Analysis of Video Streaming

The initial buffering delay tp=Q/xt_p = Q/x.

When the available rate in the network is less than the video rate, playout will alternate between periods of continous playout and periods of freezing.

Early Termination and Repositioning the Video

The HTTP byte-range header in the HTTP GET request message specifies the range of bytes the client currently wants to retrieve from the desired video. This is useful for user repositioning.

There is significant wasted bandwidth in the Internet due to early termination, which can be quite costly.

Voice-over-IP

Real-time conversational voice over the Internet is commonly called Voice-over-IP.

Limitations of the Best-Effort IP Service

The receiver must take more care in determining (1) when to play back a chuck, and (2) what to do with a missing chunk.

Packet Loss

Loss could be eliminated by sending the packets over TCP (which provides for reliable data transfer) rather than over UDP. However, retransmission mechanisms are often considered unacceptable for conversational real-time audio applications.

Most existing VoIP applications run over UDP by default.
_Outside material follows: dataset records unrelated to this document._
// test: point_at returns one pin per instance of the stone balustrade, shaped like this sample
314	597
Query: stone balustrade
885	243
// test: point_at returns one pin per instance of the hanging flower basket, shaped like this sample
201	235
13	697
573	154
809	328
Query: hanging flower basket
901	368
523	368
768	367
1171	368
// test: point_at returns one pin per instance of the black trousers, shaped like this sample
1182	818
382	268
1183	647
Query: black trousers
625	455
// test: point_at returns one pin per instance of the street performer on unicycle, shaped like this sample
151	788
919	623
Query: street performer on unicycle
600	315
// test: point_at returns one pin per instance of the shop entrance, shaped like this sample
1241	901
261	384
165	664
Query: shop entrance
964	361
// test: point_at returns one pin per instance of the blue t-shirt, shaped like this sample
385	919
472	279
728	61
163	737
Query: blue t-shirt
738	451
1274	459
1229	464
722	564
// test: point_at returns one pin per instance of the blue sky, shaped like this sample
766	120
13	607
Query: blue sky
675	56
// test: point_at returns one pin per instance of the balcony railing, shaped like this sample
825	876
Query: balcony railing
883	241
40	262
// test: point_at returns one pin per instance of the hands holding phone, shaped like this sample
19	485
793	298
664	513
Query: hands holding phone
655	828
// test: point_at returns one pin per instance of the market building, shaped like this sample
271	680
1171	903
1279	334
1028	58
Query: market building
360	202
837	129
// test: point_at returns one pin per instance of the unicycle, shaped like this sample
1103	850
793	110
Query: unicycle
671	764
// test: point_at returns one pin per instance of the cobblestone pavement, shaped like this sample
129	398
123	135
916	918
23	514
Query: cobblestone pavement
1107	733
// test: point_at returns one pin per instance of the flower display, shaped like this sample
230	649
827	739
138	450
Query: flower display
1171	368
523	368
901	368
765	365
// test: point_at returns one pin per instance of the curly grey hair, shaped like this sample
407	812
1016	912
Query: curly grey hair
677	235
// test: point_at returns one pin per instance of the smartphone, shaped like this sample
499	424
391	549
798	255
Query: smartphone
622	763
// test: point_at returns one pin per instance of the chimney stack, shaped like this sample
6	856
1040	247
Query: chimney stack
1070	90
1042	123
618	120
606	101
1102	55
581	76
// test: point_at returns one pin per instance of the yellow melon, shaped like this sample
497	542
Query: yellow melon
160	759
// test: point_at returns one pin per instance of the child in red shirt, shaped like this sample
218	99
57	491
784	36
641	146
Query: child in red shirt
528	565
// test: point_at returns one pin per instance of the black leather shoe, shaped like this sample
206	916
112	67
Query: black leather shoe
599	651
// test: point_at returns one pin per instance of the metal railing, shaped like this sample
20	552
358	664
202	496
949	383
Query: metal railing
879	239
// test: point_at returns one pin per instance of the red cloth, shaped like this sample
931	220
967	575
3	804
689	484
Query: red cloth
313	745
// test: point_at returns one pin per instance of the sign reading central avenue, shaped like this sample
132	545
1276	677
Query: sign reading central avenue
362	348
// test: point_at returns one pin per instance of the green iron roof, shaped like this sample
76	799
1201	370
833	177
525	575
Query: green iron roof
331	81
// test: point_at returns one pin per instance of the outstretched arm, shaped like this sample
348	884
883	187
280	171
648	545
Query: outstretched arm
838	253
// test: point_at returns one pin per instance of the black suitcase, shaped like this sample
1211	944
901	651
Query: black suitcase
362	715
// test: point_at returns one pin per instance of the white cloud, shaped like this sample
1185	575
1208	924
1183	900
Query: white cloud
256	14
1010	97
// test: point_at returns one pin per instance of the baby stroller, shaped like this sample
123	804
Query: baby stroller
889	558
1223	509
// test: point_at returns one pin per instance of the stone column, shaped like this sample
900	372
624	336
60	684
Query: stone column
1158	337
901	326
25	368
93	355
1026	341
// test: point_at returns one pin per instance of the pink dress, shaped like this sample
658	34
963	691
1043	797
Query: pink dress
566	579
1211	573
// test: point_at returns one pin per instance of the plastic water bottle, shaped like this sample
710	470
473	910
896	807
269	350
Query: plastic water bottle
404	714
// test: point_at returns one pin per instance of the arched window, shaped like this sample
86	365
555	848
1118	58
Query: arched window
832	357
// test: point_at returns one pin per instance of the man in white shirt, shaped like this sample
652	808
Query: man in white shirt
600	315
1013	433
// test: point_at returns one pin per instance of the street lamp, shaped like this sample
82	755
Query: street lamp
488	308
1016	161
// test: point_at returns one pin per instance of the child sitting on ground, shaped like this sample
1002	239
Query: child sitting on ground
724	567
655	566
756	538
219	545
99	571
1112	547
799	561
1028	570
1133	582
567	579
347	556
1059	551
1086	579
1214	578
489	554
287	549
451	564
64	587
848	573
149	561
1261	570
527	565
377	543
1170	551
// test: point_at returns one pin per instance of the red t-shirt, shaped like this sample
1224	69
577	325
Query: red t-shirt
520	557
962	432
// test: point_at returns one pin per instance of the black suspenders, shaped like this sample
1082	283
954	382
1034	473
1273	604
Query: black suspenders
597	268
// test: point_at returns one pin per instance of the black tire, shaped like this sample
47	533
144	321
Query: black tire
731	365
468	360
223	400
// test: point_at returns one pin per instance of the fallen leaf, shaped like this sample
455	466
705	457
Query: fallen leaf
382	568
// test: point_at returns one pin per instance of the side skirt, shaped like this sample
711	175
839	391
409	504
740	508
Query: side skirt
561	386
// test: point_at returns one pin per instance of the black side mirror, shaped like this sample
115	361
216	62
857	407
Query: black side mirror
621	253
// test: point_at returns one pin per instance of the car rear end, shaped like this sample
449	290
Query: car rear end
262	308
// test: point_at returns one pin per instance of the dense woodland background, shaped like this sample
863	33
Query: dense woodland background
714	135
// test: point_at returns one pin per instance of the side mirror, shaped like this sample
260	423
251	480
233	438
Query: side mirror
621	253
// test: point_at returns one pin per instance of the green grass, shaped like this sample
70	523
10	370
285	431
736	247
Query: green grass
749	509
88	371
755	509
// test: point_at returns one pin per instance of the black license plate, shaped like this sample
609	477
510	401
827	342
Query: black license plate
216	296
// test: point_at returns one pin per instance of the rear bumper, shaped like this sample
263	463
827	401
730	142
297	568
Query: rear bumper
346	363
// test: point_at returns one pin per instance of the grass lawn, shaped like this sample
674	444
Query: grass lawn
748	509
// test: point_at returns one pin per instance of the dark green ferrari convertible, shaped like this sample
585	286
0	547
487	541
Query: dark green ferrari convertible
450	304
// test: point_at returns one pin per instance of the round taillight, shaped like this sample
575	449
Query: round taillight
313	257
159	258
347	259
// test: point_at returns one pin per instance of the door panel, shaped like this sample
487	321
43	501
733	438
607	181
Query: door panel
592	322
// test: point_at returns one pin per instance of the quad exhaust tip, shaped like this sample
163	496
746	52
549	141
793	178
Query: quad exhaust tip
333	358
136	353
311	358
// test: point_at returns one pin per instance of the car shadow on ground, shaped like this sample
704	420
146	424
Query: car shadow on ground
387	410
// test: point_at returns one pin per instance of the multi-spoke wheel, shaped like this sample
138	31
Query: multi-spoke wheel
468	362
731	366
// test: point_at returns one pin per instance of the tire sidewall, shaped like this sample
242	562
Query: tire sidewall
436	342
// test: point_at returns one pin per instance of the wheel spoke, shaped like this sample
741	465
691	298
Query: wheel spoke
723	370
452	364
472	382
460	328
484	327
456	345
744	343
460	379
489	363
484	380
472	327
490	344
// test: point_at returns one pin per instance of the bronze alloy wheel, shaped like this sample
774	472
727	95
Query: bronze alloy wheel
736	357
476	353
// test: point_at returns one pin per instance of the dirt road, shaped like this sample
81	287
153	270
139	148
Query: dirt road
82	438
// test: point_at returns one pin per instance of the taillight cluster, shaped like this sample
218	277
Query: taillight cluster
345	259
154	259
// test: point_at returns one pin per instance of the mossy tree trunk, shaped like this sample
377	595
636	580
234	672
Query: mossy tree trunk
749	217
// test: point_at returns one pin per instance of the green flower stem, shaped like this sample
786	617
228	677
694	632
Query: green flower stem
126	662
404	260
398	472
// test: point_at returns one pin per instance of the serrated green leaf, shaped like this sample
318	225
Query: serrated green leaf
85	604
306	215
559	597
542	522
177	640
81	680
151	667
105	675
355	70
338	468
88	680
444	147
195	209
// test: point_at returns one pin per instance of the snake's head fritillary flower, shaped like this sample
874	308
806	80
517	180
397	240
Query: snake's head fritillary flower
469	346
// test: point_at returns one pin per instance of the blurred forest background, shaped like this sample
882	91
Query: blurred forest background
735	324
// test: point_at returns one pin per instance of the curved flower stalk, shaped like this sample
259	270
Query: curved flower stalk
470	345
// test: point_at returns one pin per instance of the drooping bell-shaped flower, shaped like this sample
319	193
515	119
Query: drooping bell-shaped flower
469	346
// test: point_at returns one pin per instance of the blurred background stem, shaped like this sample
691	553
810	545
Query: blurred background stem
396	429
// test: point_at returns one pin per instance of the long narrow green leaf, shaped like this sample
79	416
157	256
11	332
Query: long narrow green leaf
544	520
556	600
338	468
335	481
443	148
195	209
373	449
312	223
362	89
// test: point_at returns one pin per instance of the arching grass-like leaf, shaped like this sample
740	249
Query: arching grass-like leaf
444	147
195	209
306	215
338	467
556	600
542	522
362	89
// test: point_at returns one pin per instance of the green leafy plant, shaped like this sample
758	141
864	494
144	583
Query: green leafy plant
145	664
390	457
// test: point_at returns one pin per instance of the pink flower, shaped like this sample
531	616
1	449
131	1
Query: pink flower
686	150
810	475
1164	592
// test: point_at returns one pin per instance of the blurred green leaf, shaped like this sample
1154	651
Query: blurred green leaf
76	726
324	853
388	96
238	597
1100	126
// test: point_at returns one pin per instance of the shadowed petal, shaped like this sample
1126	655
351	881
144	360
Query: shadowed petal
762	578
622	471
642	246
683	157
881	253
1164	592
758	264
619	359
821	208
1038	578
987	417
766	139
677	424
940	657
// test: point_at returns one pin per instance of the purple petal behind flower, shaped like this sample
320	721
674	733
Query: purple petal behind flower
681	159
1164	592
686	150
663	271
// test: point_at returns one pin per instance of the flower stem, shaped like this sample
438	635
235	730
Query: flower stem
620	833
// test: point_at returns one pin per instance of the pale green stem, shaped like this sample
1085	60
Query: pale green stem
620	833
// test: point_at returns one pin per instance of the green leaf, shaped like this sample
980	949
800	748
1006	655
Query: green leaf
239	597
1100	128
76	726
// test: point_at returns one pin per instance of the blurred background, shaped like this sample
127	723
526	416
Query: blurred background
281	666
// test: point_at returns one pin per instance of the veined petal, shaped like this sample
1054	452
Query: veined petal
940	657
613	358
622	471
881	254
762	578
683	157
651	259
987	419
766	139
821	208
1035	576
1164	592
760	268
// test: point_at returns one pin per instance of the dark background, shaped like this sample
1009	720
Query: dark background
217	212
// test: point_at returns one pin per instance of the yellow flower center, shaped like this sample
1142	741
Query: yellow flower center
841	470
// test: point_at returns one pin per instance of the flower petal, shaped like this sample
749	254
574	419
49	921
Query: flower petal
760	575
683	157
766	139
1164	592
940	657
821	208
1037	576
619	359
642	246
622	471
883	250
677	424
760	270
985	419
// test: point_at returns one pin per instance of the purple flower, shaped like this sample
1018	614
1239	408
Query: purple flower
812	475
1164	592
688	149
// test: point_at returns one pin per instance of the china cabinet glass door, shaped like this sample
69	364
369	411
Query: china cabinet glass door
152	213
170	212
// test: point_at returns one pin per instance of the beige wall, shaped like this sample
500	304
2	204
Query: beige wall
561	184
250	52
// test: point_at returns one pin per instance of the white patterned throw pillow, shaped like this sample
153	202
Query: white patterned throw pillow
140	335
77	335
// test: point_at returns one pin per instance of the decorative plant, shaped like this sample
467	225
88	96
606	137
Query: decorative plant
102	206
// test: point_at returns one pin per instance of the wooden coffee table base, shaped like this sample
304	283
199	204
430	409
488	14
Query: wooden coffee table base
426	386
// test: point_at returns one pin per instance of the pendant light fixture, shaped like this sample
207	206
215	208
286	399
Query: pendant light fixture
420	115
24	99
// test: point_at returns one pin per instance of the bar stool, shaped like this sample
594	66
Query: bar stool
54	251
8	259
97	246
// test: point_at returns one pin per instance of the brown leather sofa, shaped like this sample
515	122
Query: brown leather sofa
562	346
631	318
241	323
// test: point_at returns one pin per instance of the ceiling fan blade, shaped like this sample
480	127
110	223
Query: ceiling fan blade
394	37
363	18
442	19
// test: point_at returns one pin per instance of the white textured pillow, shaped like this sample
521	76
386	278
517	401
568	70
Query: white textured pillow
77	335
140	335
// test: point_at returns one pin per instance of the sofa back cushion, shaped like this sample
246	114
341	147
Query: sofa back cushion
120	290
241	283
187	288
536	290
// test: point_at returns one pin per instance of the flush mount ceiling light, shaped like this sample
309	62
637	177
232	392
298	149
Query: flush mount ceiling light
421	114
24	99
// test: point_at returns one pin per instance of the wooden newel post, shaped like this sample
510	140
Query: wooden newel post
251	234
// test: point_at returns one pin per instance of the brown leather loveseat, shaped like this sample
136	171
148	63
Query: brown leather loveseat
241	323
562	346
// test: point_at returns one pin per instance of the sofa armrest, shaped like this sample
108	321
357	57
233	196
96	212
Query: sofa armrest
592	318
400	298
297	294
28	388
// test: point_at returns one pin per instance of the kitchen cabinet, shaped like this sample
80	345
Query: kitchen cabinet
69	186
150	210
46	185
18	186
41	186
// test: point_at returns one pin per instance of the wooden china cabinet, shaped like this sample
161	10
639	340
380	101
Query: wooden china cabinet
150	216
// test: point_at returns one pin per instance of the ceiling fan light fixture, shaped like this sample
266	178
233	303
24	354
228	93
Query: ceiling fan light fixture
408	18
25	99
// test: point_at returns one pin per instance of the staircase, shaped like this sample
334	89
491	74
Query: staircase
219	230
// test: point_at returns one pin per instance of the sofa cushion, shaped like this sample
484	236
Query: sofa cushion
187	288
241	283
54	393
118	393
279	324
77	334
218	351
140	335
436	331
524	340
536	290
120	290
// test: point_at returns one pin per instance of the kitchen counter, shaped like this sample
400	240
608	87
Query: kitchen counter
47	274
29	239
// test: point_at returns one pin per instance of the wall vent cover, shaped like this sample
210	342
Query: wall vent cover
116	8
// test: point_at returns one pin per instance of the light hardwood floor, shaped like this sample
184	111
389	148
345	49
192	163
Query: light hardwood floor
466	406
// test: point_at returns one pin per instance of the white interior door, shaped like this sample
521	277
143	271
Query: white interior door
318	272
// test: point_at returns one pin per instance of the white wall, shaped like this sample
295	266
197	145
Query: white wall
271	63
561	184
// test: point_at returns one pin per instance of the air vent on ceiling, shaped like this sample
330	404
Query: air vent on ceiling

Packet loss rates between 1 and 20 percent can be tolerated, depending on how voice is encoded and transmitted, and on how the loss is concealed at the receiver.

Forward error correction (FEC) can help conceal packet loss. With FEC, redundant information is transmitted along with the original information so that some of the lost original data can be recovered from the redundant information.

End-to-End Delay

End-to-End delay is the accumalation of transmission, processing and queuing delay in routers, propagation delay in links, and end-system processing delays.

Packet Jitter

Because of varying queuing delays, the time from when a packet is generated at the sourcce until it is received at the receiver can fluctuate from packet to packet. This is called jitter.

Jitter can often be removed by using sequence numbers, timestamps, and a playout delay.

Removing Jitter at the Receiver for Audio

The receiver should attempt to provide periodic playout of voice chunks in the presence of random network jitter. This is typically done by combining the following two mechanisms:

Fixed Playout Delay

Adaptive Playout Delay

Uses a smoothed average of the observed network delays. The estimate places more weight on the recently observed delays.

Recovering from Packet Loss

Retransmitting lost packets may not be feasible in a real-time conversational application such as VoIP.

VoIP applications often use some type of loss anticipation scheme. Two types are FEC and interleaving.

Forward Error Correction (FEC)

For the cost of marginally increasing the transmission rate, the redundant information can be used to reconstruct approximations or exact versions of some of the lost packets.

Interleaving

Interleaving can significantly improve the perceived quality of an audio stream, but it does increase latency.

Error Concealment

Perhaps the simplest form of receiver-based recovery is packet repetition. This replaces lost packets with copies of the packets that arrived immediately before the loss.

Interpolation performs somewhat better then packet repetition but is significantly more computationally intensive.

Case Study: VoIP with Skype

Each user sends its audio stream to the conference initiator. The initiator combines the audio streams into one stream (basically by adding all the audio signals together) and then sends a copy of each combined stream to each of the other N - 1 participants.

VoIP systems such as Skype, WeChat, and Google Talk introduce new privacy concerns.

Protocols for Real-Time Conversational Applications

RTP

It is convenient to have a standardized packet structure that includes field for audio/video data, sequence number, and timestamp. RTP can be used for transporting common formats such as PCM, ACC and MP3 for sound and MPEG and H.263 for video. It can also be used for transporting proprietary sound and video formats.

RTP Basics

RTP typically runs on top of UDP. RTP does not provide any quality-of-service (QoS) guarantees.

RTP multicast streams belonging together, such as audio and video streams emanating from multiple senders in a video conference application, belong to an RTP session.

SSRC identifies the source of the RTP stream.